Rami Abdelrahman, head of the Britain-based Syrian Observatory for Human Rights, said anti-Assad fighters had killed six soldiers and wounded nine in the town of al-Herak, south of Deraa.

In the Damascus suburb of Qudsiya, activists said hundreds of security forces personnel had arrested at least 30 people, destroyed vehicles and burned at least one home.

A fighter with the rebels, whose ranks include defectors from Assad's army, said they were planning their next steps after losing Baba Amro.

"Our morale, praise God, is high. We do not say we are sorry when someone is martyred, we all hope for this, and for the fall of the regime," said the rebel fighter who declined to be named.

British Foreign Secretary William Hague said his government was again seeking to have the U.N. Security Council tackle the Syrian crisis. "This means working with other countries such as Russia and China that have blocked previous initiatives," he told Sky News.

"We will go on arguing for ... for the international community to pull together. Because the denial of humanitarian aid on top of all the murder, torture and repression in Syria just underlines what a criminal regime this has become."

Russia and China twice vetoed council resolutions that would have condemned Damascus and demanded it halt the crackdown on anti-Assad demonstrators, accusing Western and Arab nations of pushing for Libya-style "regime change" in Syria.

The United States is drafting a legally binding council resolution that would call for aid workers to be allowed into besieged towns and an end to the violence, U.N. envoys said.

JOURNALISTS' BODIES HANDED OVER

Wounded British photographer Paul Conroy, who escaped Homs earlier this week, said on Friday he had witnessed Syrian troops carrying out a massacre in heavily-shelled Baba Amro.

"I've worked in many war zones - I've never seen or been in shelling like this," the Sunday Times photographer told Sky News from a hospital bed in central London.

"I'm an ex-artillery gunner so I can kind of follow the patterns - they are systematically moving through neighborhoods with munitions that are used for battlefields.

"It's not a war, it's a massacre, an indiscriminate massacre of men, woman and children."

Western diplomats on Saturday received the bodies of American journalist Marie Colvin and French photographer Remi Ochlik, who were killed on February 22 during a shelling of Baba Amro. A Reuters witness said the diplomats, believed to be the French ambassador to Syria and a representative from the Polish embassy, which is managing U.S. affairs in Syria, had taken the bodies from the Al-Assad University Hospital in Damascus.

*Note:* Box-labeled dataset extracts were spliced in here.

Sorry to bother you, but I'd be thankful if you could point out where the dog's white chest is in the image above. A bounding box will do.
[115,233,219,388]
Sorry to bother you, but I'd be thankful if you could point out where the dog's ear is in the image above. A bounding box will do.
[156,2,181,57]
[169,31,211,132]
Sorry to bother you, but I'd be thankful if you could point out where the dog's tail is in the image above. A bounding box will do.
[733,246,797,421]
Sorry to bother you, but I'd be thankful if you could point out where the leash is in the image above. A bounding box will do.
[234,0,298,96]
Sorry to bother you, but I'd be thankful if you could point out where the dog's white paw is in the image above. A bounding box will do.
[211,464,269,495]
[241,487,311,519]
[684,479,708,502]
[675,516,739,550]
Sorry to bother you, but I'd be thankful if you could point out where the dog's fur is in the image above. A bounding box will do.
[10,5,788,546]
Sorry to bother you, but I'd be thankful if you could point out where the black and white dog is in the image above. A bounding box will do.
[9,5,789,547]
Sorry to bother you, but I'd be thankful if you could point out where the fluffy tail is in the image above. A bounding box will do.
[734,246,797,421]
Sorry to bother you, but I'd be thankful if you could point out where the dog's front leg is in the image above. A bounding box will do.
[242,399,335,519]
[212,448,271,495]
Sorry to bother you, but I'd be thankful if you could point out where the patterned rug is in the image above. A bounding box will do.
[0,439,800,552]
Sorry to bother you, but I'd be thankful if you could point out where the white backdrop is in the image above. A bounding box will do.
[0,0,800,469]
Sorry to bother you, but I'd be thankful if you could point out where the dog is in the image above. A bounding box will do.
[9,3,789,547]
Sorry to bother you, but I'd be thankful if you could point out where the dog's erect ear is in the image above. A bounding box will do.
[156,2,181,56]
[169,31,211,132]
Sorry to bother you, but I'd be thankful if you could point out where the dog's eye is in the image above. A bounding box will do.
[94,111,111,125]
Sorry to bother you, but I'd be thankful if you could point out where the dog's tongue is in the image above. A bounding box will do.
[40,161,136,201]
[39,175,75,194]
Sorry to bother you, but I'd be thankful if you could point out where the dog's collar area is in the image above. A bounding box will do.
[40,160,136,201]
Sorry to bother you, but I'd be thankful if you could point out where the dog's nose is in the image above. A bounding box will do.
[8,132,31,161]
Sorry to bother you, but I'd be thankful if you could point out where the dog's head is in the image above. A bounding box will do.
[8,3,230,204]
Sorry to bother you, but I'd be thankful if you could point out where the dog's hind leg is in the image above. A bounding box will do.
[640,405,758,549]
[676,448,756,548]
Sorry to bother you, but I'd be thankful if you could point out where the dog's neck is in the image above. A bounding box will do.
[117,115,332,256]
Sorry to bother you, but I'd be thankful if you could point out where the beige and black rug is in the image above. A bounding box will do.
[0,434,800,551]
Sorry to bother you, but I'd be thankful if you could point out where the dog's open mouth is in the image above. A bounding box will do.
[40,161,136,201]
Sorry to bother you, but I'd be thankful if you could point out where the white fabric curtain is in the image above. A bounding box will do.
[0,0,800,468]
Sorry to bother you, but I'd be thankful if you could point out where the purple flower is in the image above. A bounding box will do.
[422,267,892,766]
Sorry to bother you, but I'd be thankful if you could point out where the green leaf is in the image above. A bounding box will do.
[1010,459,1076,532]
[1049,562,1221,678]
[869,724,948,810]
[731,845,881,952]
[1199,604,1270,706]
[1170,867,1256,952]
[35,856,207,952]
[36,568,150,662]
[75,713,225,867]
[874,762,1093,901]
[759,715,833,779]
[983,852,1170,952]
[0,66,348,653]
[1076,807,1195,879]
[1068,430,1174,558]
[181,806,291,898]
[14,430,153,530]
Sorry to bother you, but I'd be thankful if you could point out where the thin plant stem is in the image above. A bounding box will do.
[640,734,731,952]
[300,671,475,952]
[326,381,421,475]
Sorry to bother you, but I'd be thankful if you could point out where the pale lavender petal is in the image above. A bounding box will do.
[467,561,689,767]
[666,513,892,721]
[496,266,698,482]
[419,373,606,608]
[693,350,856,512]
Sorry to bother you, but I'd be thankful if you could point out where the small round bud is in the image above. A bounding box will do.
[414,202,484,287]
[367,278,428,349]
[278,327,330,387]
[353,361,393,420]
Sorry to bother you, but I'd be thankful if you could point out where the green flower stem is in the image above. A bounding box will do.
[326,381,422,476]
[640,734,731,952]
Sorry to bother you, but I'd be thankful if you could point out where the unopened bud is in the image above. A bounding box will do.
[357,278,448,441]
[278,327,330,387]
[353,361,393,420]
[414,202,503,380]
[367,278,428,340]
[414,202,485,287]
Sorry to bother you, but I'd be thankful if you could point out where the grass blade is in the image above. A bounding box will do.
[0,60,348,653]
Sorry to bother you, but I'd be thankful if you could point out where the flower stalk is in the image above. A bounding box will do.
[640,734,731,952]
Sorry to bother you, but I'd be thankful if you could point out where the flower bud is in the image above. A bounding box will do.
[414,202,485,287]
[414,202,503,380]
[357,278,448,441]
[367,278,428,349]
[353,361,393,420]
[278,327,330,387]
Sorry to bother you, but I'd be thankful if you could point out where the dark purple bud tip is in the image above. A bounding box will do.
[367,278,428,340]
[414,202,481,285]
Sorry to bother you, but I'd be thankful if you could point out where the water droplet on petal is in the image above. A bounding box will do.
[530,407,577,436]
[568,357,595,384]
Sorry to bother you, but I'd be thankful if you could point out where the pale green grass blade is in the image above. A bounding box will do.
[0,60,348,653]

The Syrian government said on Friday it would like to express its "sadness and sorrow" at the death of Colvin, Conroy's colleague at London's Sunday Times.

The Paris prosecutor's office said it had opened a preliminary investigation for murder and attempted murder into the bombing that killed Ochlik and seriously wounded French reporter Edith Bouvier.

The United Nations says Syrian security forces have killed more than 7,500 civilians since the revolt began last March. Syria's government said in December that "armed terrorists" had killed more than 2,000 soldiers and police during the unrest.